Darcy’s hand actually goes to her chest, like in those old movies with the over dramatic actors. Except that it feels like her heart has dropped out of her chest.

“S’okay, doll.” Steve drags his chair over so they’re sitting knee to knee and takes her hands. “They’re sayin’ it’ll all be over by Christmas anyway.”

Yep, and that does it. Darcy is damn close to hyperventilating. She forces herself to focus on the important parts, just like when there’s a fire in the lab. Where are the extinguishers? Where is Jane? Can things be saved, and if so, what is priority? Is there a wormhole nearby?

“Special project?”

Steve nods. “I’ll report on Monday, like John, but I’m headed to a different camp. I won’t be able to write, but I’ll be through training in only six weeks.”
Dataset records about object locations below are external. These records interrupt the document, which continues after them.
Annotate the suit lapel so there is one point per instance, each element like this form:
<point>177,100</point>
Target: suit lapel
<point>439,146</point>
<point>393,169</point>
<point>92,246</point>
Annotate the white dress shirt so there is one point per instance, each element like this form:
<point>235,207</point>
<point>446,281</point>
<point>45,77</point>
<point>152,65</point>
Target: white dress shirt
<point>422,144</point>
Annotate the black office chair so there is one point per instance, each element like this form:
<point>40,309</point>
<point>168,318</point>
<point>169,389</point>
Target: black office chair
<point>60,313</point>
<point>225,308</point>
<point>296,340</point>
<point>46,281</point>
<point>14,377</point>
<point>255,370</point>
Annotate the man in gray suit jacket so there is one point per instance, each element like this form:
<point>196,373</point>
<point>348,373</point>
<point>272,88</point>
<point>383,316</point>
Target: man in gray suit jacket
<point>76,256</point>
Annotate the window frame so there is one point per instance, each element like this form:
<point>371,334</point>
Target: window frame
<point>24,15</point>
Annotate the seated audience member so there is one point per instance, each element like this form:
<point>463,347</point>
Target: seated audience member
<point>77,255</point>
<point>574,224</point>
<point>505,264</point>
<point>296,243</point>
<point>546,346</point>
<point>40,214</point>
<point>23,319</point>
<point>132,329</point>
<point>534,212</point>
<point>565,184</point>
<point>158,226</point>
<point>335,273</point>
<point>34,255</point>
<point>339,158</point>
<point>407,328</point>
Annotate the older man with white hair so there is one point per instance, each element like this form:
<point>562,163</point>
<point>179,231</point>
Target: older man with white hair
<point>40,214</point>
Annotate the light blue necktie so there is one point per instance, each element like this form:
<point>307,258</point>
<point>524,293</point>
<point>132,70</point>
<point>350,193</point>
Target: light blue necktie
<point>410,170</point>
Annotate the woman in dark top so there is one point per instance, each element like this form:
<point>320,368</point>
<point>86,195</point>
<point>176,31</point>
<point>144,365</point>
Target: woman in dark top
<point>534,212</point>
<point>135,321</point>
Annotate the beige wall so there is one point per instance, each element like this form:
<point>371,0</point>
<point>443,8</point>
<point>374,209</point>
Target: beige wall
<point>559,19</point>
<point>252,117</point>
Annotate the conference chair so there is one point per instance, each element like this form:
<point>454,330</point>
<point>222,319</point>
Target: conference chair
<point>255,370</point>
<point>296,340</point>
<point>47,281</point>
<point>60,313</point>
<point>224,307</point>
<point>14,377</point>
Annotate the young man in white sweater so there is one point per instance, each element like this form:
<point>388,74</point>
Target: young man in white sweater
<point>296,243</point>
“Why can’t you write? Bucky got to write. What reason could they have to not let you write home?” Darcy asks him, not liking the sound of this at all. “Did you sign anything?”

“Calm down, sweetheart. It’s just a project they’re keeping quiet about for now. No one else gets to write home either, but I might be able to call you at the bank sometime.” Steve rubs his hands up and down her arms. “And I’m already all signed up.”

He reaches over to the kitchen counter, next to the toaster, and hands her a small piece of paper. It declares Steve Rogers, date of birth July 4th, 1918, to have been found acceptable for induction into all active military service.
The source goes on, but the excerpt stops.